Он был совершенно уверен, что видит девушку в первый раз. Впрочем, он тут же подумал, что лучше бы он вообще ее не видел. На ногах горничной он увидел пушистые тапочки «под леопарда» и поморщился.
— Да, мистер Инслу? — В том, как она держалась, было что-то очень независимое и гордое. Горничная и не подумала снять очки; она лишь повернулась к нему, и Куп, не видя ее глаз, не мог понять, как она выглядит. Он даже не мог сказать, сколько ей лет; в конце концов он решил, что Паломе, скорее всего, далеко за тридцать.
— Моя фамилия произносится «Уинслоу», — поправил он. — Я вижу, с вами стряслась какая-то неприятность? — И Куп указал па пятно, которое имело такую форму, словно кто-то швырнул в Палому куском пиццы.
— У нас на обед быть эспагетти, мистар Инслу. Я уронить ложку на форма, а запасная у меня нет. Здесь нет.
— Вкусные, должно быть, были спагетти, — заметил Куп, обходя застывшую на дороге горничную. Он все еще думал о Лиз, но теперь к этим мыслям прибавились и другие заботы. Интересно, что будет с его вещами, если эта Палома возьмется за ними ухаживать? И с домом? Что будет с ним самим?
Куп тихо отворил дверь спальни, вошел и закрыл ее за собой. Палома, провожавшая его взглядом, шумно вздохнула и закатила глаза. Сегодня Куп впервые заговорил с ней, однако, если судить по тому немногому, что она о нем знала, он был человеком не особенно приятным. Паломе, во всяком случае, он ни капельки не нравился. Этот семидесятилетний самовлюбленный донжуан встречался с девушками, которые годились ему во внучки, и был эгоистом до мозга костей. Его обаяние совсем не трогало Палому, поэтому она считала, что и любовницы Купа ищут в нем только корысти.

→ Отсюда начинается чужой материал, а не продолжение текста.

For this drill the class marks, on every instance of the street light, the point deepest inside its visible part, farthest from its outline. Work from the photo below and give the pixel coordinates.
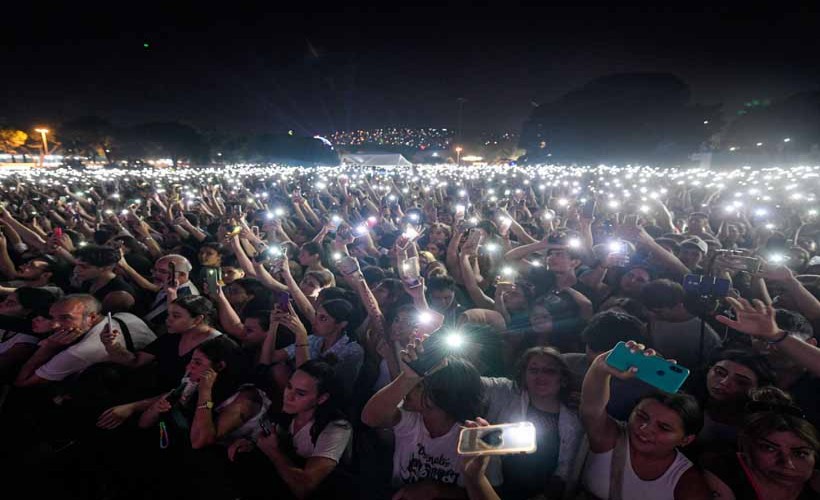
(43, 132)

Нет, положительно он ей не нравился.
Придя к такому выводу, Палома еще раз вздохнула и продолжила пылесосить ковер. Как и Куп, она была не особенно рада тому обстоятельству, что после увольнения всей прислуги они останутся в доме практически вдвоем. Но делать было нечего; только ее не уволил этот старый морщинистый гусак — бухгалтер Купа, и Палома не собиралась с ним спорить. В Сан-Сальвадоре у нее осталось слишком много родственников, в том числе — больная мать, которых Паломе приходилось содержать, и поэтому деньги ей были очень нужны, даже если это означало, что ей придется обслуживать таких типов, как этот мистер Шишка-На-Ровном-Месте.
Марк Фридмен подписывал последние бумаги, которые подал ему риелтор, и чувствовал, как сердце его сжимается от боли. Дом, его дом, с которым он только что расстался, был в продаже каких-нибудь тринадцать дней — даже меньше, чем две недели. За него дали очень хорошую цену, но Марка это не радовало. Оглядывая голые стены и пустые комнаты, в которых он и его семья прожили десять счастливых лет, он снова переживал крушение всех надежд.
Сначала он хотел оставить дом за собой, но Дженнет велела ему продать его, как только она переедет в Нью-Йорк.
Именно тогда Марк понял: что бы Дженнет ни говорила, она уже никогда не вернется к нему. О том, что она от него уходит, Дженнет объявила всего за две недели до своего отъезда, а буквально вчера ее адвокат позвонил адвокату Марка, чтобы обсудить условия развода. За какой-то месяц вся его жизнь обратилась в прах, в ничто, и он остался один на обломках былого счастья. Даже обломков было всего ничего. Детей Дженнет забрала с собой, мебель Марк тоже отдал ей, и сейчас вещи были уже на пути в Нью-Йорк, а теперь у него не стало и дома. Сам Марк жил в отеле неподалеку от своего офиса и каждый раз, просыпаясь по утрам, жалел, что не умер во сне. В данной ситуации это было для него, наверное, самым лучшим выходом.